From 0363a9bada031b7652badb5f6f6b0008e4a1efeb Mon Sep 17 00:00:00 2001
From: vikramalva <vikram.alva@gmail.com>
Date: Sun, 9 Jul 2023 17:55:42 +0200
Subject: [PATCH] pLM-BLAST: merge output alignments (#1521)

---
 conf/tools.conf                               |  4 +-
 .../lang/extras/modals/toolHelp/plmblast.ts   | 56 ++++++++++++-------
 .../tools/parameters/ParamAccess.scala        |  1 +
 tel/runscripts/plmblast.sh                    |  8 +++
 4 files changed, 47 insertions(+), 22 deletions(-)

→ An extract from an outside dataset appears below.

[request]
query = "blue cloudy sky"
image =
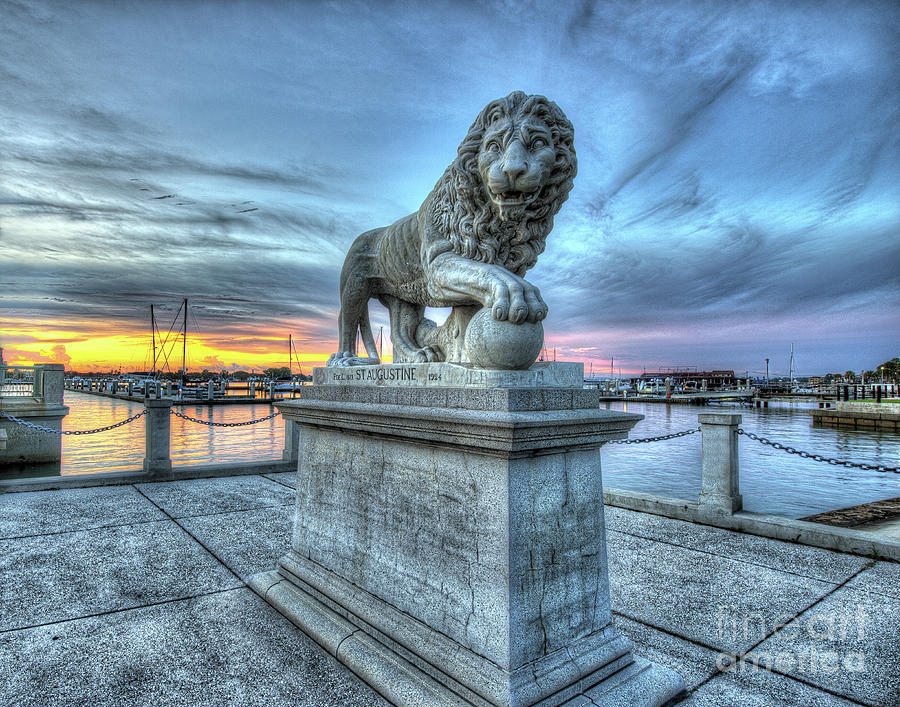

diff --git a/conf/tools.conf b/conf/tools.conf
index 26cd1f4af..bfc606a05 100644
--- a/conf/tools.conf
+++ b/conf/tools.conf
@@ -6,7 +6,7 @@
 #Specify hardruntime in seconds
 
 # A new version indicates that the frontend should reload the configuration
-version: "1.0.4"
+version: "1.1.0"
 
 Tools {
 
@@ -1102,7 +1102,7 @@ Tools {
     threads: 16
     hardruntime: 3600
     language: "Python"
-    parameter: ["ALIGNMENT", "PLMBLASTDB", "COSINE_PERCENTILE_CUTOFF", "ALIGNMENT_CUTOFF", "WIN_LEN", "DESC", "PLM_ALN_MODE", "SPAN", "SIGMA_FACTOR"]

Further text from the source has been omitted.